Meet Joy — college admissions scandal affects real people
Meet one of the people who failed to achieve a dream at the University of Southern California — because someone with wealth and influence, and no discernible motivation or talent — had her people out stealing dreams.
Last year, I taught at a low-income, high-risk high school in Odessa. Students who thrive on provocative assignments and critical thought were not nurtured. Still, I had students who enjoyed reading demanding texts and wrestling with intractable ethical dilemmas. We read Thoreau, Later, I asked, “Is it better to follow trends set by the majority or to learn how to reason for one’s self?”

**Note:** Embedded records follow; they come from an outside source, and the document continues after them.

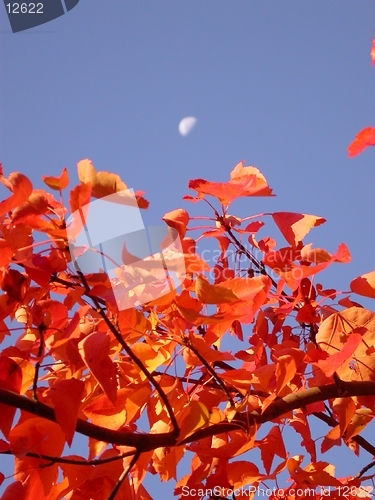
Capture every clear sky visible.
[0,0,375,496]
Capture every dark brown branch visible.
[183,337,235,408]
[354,461,375,479]
[313,410,375,456]
[0,450,135,467]
[0,381,375,455]
[33,323,45,401]
[77,269,180,436]
[108,451,141,500]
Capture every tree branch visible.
[0,381,375,455]
[75,270,180,436]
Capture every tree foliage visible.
[0,41,375,500]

One student, whom I will call Joy, loved the epiphany she experienced while writing her answer: She realized that while students were constantly practicing a kind of mundane, pro forma disobedience, almost none of them stopped and thought about whether obedience or disobedience was ethical.

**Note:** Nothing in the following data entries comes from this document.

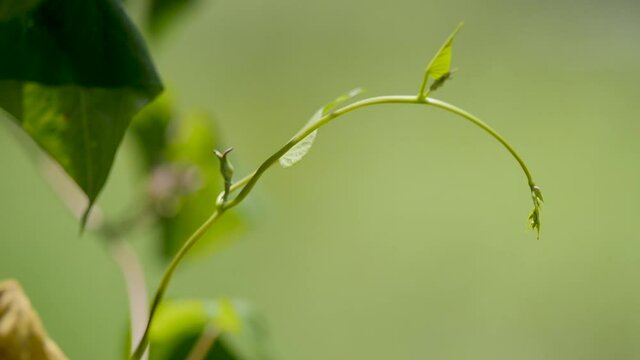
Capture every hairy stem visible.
[131,94,535,360]
[131,208,224,360]
[107,240,149,360]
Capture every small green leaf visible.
[279,130,318,168]
[529,185,544,239]
[423,23,463,95]
[278,88,364,168]
[150,113,243,260]
[150,299,269,360]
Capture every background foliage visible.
[0,0,640,360]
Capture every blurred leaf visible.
[130,91,176,173]
[0,0,162,224]
[278,88,364,168]
[131,108,242,259]
[150,299,268,360]
[424,23,463,90]
[0,280,67,360]
[0,0,42,21]
[147,0,197,36]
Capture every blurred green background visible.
[0,0,640,360]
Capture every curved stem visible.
[131,95,539,360]
[225,95,535,209]
[131,209,224,360]
[427,98,535,187]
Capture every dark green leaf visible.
[0,0,42,21]
[0,0,162,222]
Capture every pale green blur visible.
[0,0,640,360]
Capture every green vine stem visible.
[131,94,542,360]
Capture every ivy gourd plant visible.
[131,23,543,360]
[0,0,543,360]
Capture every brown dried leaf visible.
[0,280,67,360]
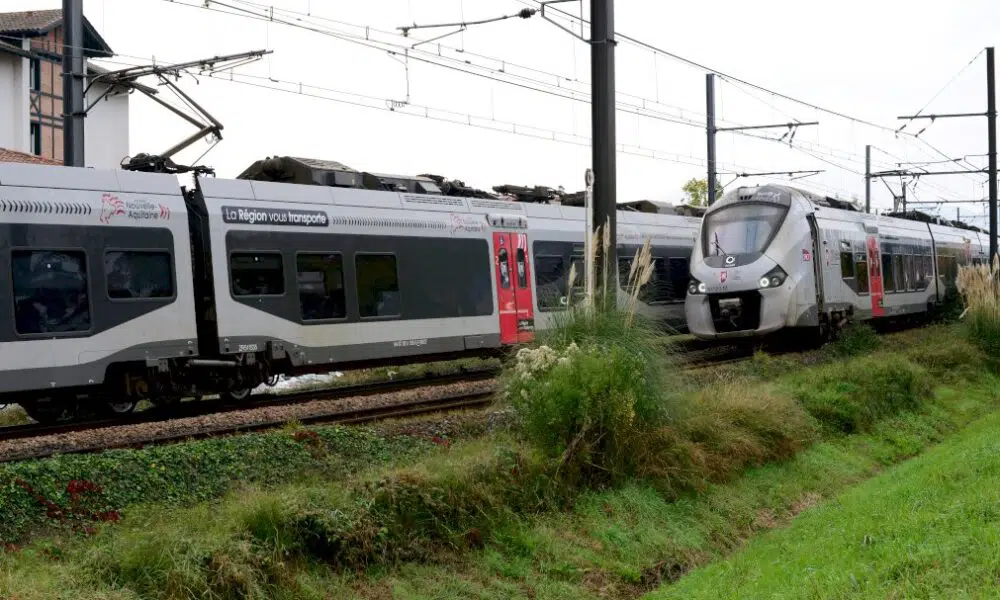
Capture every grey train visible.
[0,159,700,421]
[685,185,989,340]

For Joy, this was a breakthrough. She told me she had never really been asked to think deeply about why people act the way they do or choose what they do; she told me that this assignment made her consider critically assumptions she had held casually, thoughtlessly, for years.

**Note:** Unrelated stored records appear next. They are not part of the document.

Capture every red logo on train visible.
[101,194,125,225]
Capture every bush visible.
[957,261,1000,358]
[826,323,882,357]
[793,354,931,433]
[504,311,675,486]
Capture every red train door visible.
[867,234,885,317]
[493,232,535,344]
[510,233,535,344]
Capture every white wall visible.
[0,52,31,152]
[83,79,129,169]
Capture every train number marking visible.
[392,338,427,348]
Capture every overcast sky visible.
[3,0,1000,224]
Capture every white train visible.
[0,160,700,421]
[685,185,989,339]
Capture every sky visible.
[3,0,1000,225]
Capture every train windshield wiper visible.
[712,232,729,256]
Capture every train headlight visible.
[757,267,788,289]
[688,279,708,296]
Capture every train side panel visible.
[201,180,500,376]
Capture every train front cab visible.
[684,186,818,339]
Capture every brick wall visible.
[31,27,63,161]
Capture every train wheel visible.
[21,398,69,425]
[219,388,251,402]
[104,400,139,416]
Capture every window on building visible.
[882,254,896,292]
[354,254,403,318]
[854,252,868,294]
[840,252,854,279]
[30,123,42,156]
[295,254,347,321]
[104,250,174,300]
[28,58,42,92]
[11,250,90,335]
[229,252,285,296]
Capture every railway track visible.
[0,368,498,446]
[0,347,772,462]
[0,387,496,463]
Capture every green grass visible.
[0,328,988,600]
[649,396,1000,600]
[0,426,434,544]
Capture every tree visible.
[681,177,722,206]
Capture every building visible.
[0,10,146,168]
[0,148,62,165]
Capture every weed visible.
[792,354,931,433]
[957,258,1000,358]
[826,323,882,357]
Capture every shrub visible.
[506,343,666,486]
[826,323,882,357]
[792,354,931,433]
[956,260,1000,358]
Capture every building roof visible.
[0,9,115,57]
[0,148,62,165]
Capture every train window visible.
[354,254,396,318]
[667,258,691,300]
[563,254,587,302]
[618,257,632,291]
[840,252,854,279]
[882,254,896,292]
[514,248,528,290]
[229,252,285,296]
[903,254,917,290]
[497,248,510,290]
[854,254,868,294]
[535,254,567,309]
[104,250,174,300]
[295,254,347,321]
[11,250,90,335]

Joy’s intellectual landscape changed. The change was not — could not have been — limited to our subject (English). Rather, she was becoming the kind of person who loved ideas not as a means to some other end but as an end in themselves. She began to ask the kinds of questions no one has easy answers for: Why haven’t majorities throughout history felt the moral imperative to end heinous practices, like slavery, or religious bigotry, or extermination of those who are different?
Joy is a gifted creative writer and filmmaker. Now, her new ways of thinking critically, of reasoning across disciplines, inform poetry and films in which, as her insight grows, one can see the birth of the kind of artist and thinker whose questions will make us better as a culture for having to answer them.
Joy’s dream was to study film and creative writing at USC. This is an astonishing goal for a lower-income student who comes from the kind of region, the kind of school that considers the ultimate pedagogical outcome to be earning an associate degree at a community college. But I have told Joy, many times, that hers is the kind of dream that ought to come true in this country.
Joy’s grades place her at the top of her class. With no help from the school, Joy got ACT scores that, combined with scintillating recommendations and an exciting portfolio, made her an ideal applicant for USC.
But it turns out that Joy’s place was being held for another student, a young woman who did not need to bother with tests or essays or ethics, who had only to pose caparisoned as a rower to achieve her dream of … well, not really studying or thinking. She’d have to talk to the dean or someone about that, because her YouTube show about being a YouTube star might take her out of school for weeks at a time. School didn’t matter much, in fact. But parties and games might be fun.
That we live in a culture in which Olivia Jade, daughter of actress Lori Loughlin, triumphs over the Joys of the world really should bother us. Olivia Jade has nothing but contempt for those who stop and think. Has no time for ethical dilemmas or complex critical thought. Has no clue who Thoreau was (or what he would say about entitlement in our culture). She’s been far too busy wasting an opportunity her “people” stole from Joy.
David Newman is an English instructor at Del Mar College in Corpus Christi.